Another sobering reality is that the time horizon of Goldman’s purported commitment simply is not adequate to the scale of the disaster. The Intergovernmental Panel on Climate Change recently posited that the average temperature of the Earth may increase by 1.5°C in the next five to seven years. According to climate scientist Kevin Anderson, a mere 4°C net increase in the global temperature will “devastate the majority of ecosystems” and is “incompatible with an organized global community.” This reality poses a colossal challenge for financial institutions looking to make a meaningful impact on climate change, and evinces the need for aggressive interim targets.
“The work isn’t done with the pledge,” said Horster. “We as a civil society need to hold banks accountable every year. They need to make sure that carbon removal becomes scalable, and the time for that is long before 2050.”
“We would expect to see clear interim targets,” echoed Spalding. “If you don’t see an interim target, it’s not meaningful.”
Goldman has promised to “set interim business-related climate targets by the end of 2021.” But the bank has not outlined what those targets will be or how it plans to reach them. Previous targets set by Goldman have been flimsily premised. In its Environmental Policy Framework from 2005, Goldman promised to “achieve carbon neutrality across our own operations from 2015 onwards and target 100 percent renewable power to meet our global electricity needs by 2020.” In the company’s latest statement from March 2021, it claims to have delivered on this promise.
But according to a carbon emissions report conducted by APEX Companies, Goldman consumed 549,940 megawatt-hours of energy in 2018 alone. That number corresponds to roughly 50,000 times average household energy consumption in the northwestern U.S., according to the Northwest Power and Conservation Council. In terms of corporate comparisons, Goldman consumes more than eight times as much energy as Blackrock, but is less than three times its size. Goldman has said it is still “progressing toward [its] goal of 100% renewable power.”

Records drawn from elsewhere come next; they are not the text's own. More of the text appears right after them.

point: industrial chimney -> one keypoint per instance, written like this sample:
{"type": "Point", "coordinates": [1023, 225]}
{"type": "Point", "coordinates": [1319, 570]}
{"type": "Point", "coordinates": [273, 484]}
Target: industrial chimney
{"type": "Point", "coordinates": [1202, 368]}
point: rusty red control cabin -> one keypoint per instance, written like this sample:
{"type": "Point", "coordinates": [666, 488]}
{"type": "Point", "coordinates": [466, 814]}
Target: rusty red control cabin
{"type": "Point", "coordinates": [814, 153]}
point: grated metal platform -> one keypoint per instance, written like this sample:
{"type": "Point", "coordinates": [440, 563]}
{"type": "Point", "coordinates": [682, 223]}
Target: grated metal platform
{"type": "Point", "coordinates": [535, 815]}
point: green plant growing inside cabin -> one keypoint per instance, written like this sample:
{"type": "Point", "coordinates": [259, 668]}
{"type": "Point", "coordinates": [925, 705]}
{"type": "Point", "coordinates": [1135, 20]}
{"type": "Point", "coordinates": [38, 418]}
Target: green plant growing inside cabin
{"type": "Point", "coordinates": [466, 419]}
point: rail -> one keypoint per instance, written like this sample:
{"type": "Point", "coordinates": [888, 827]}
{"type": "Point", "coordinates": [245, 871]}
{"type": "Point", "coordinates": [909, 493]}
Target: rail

In one corporate document, Goldman Sachs called climate change “one of the most significant environmental challenges of the 21st century,” adding that “urgent action by government, business, consumers and civil society is necessary to curb greenhouse gas emissions.” Climate activists would agree, but if this investment Goliath truly means what it says about the necessity of “urgent action,” then it needs to move beyond rhetoric and change its behavior.